13. Shri J. Satyanarayana, Tahsildar, who appeared as D.W. 7 stated in his cross-examination that the lands in Kalipatnam were sanctioned with two crops, though he could not say whether they were under cultivation since 1948. He was also unable to say whether the settlement register from Kalipatnam was available in Taluk Office. According to him water rate in the year 1955 was increased 50% for all lands including Kalipatnam. The cess was also increased proportionately. He was unable to explain the figures given under the description of the soil in Ex. B-24 and indeed he expressed his ignorance about the existence of any register for Kalipatnam on this subject.

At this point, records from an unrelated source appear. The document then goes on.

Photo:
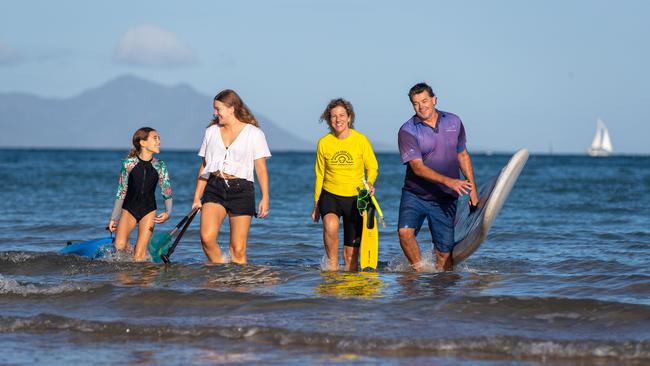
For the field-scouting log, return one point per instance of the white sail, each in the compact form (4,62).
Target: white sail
(601,144)
(607,142)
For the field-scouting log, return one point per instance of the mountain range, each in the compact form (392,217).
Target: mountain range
(107,116)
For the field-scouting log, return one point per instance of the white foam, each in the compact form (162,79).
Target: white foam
(13,287)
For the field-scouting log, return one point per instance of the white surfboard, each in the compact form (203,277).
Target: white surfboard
(472,229)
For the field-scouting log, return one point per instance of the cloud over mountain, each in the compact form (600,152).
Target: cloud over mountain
(150,46)
(8,55)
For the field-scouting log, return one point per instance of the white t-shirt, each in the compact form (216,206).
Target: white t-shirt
(238,158)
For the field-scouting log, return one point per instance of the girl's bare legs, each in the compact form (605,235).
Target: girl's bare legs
(331,240)
(239,226)
(212,216)
(145,230)
(124,227)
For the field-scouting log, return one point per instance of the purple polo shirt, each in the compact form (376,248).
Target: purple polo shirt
(438,148)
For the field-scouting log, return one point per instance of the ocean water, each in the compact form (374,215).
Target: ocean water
(563,278)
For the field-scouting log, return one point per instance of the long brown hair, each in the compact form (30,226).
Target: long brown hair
(141,134)
(231,99)
(338,102)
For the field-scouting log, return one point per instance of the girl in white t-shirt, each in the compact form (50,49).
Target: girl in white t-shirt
(233,147)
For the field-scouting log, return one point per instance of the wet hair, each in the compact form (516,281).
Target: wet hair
(419,88)
(338,102)
(231,99)
(141,134)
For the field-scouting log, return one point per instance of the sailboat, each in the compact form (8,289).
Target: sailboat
(602,144)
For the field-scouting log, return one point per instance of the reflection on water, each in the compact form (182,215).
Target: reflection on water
(441,284)
(146,276)
(343,285)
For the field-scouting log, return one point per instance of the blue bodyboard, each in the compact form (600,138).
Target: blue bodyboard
(93,249)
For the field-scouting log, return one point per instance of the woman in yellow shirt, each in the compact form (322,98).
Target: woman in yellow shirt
(342,158)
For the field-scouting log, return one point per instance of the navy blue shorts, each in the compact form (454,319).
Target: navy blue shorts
(440,217)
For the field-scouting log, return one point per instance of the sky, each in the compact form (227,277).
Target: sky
(520,74)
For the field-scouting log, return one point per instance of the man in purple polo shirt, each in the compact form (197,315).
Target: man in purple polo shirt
(432,145)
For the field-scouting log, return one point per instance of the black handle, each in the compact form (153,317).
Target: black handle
(186,223)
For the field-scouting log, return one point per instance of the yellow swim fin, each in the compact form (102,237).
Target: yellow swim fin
(369,251)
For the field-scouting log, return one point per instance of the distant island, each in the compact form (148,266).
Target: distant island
(105,118)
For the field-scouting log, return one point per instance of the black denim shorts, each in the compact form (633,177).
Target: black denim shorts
(345,207)
(237,196)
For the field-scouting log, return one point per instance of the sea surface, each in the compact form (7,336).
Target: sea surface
(562,279)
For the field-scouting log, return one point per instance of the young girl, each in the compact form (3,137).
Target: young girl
(233,148)
(135,202)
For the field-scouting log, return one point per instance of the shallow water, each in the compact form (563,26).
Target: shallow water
(563,279)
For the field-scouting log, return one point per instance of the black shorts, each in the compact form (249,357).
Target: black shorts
(237,196)
(345,207)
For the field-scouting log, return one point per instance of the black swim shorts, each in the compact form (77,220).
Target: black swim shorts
(237,196)
(345,207)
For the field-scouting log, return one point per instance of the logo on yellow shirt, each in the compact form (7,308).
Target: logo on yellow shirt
(342,158)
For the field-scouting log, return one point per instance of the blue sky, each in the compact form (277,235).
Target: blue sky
(534,74)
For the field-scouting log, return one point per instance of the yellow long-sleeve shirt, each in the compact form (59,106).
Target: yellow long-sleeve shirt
(340,164)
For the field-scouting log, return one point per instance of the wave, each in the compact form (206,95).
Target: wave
(9,286)
(512,346)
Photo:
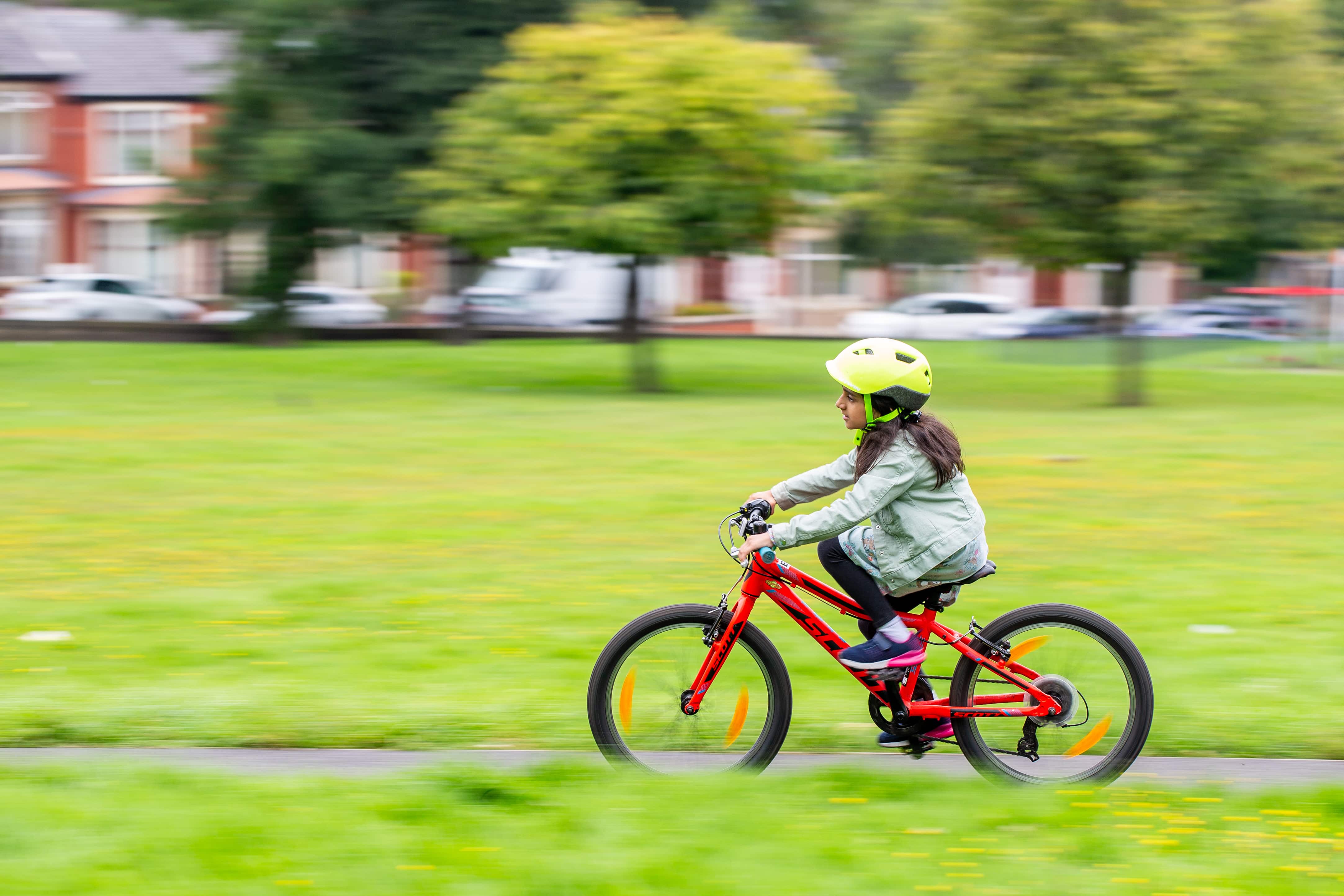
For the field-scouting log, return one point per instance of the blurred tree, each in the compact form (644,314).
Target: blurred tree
(1072,131)
(631,135)
(330,101)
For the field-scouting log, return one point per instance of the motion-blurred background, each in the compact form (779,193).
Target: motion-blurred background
(320,425)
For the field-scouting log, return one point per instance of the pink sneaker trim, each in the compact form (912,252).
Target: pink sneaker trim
(912,659)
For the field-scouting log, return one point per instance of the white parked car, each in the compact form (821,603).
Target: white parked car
(95,297)
(314,305)
(931,316)
(545,288)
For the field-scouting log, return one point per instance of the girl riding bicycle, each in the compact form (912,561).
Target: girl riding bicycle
(908,479)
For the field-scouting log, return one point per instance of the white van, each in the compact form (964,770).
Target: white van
(545,288)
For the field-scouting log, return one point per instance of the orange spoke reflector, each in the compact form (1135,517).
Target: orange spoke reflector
(1027,647)
(740,718)
(627,699)
(1090,738)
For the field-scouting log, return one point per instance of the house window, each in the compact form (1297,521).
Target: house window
(23,241)
(136,248)
(22,124)
(139,143)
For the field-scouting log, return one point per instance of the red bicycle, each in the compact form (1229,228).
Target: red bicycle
(701,688)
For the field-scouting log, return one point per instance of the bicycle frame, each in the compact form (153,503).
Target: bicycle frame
(779,581)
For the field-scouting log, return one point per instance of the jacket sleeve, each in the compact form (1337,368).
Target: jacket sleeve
(877,488)
(816,484)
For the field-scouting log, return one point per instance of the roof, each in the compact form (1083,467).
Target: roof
(101,54)
(30,179)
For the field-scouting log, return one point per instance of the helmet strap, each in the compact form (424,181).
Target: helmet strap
(873,421)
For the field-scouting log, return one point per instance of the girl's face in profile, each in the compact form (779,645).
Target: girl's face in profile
(851,409)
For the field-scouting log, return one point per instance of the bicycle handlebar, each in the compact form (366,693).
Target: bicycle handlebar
(754,514)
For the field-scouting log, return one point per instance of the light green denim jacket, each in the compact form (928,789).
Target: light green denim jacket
(916,527)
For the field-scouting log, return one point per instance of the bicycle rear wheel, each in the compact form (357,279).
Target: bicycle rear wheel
(635,696)
(1089,665)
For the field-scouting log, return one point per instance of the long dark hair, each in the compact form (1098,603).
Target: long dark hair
(935,440)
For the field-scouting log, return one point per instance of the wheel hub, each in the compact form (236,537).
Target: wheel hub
(1062,692)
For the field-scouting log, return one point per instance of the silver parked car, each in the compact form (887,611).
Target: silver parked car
(95,297)
(931,316)
(314,305)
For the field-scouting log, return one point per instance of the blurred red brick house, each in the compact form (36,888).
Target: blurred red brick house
(97,115)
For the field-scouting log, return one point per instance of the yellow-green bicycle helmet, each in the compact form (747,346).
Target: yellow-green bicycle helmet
(883,367)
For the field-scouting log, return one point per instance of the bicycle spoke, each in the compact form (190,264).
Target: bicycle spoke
(740,718)
(628,699)
(1082,673)
(1021,651)
(1089,739)
(647,707)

14. The appellant's argument strongly pressed before us was that the class of land had been determined to be delta dry land exclusively on the basis of the settlement register which did not contain any entry with respect to Kalipatnam. The entry in the settlement register with respect to the soil of Losaragut-lapadu could not be taken to cover the soil in Kalipatnam in the absence of evidence that the soil in these two villages was similar in this respect. Stress was also led on the submission that description in the settlement register could not be considered to be conclusive and that proper factual inquiry was necessary because the determination affects the appellant's proprietary rights. The submission appears to us to possess merit. The Special Officer had an obligation under Section 2 of the Reduction of Rent Act to determine in respect of Kalipatnam village the average rate of cash rent per acre for each class of ryoti land in existence at the time of the commencement of the Act, such as, wet, dry and garden. This had to be determined on the basis of relevant material. The Special Officer, however, proceeded to found his determination only on the report of the Special Assistant (Ex. B-24) which, as discussed above, only took into account the entry in the settlement register with respect to the soil of Losara-gutlapadu. This really means that the determination of the Special Officer is solely based on the settlement register containing no entry in regard to Kalipatnam. This material is irrelevant and cannot constitute a rational basis for founding thereon the determination of the Special Officer. His determination must, therefore, be held to be based on no evidence, with the result that it must be held to be in violation of the fundamental principles of judicial procedure. A fortiori the order of the Government made under Section 3(2) exclusively on the basis of the recommendation of the Special Officer must in consequence be held to be not in conformity with the provisions of the Reduction of Rent Act and, therefore, outside the purview of Section 3(2) of that Act. Section 8(i) would accordingly be inapplicable and the jurisdiction of Civil Courts cannot be excluded. The notification Ex. A-13 must, therefore, be struck down as contrary to law and ultra vires the Reduction of Rent Act.
15. We accordingly allow the appeals with costs and strike down the report of the Special Officer as also the notification Ex. A-13. As observed earlier challenge to Exhibit A-l was not pressed at the hearing by the appellant. It would be open to the authorities concerned to proceed to reduce the rent in accordance with law. One set of costs.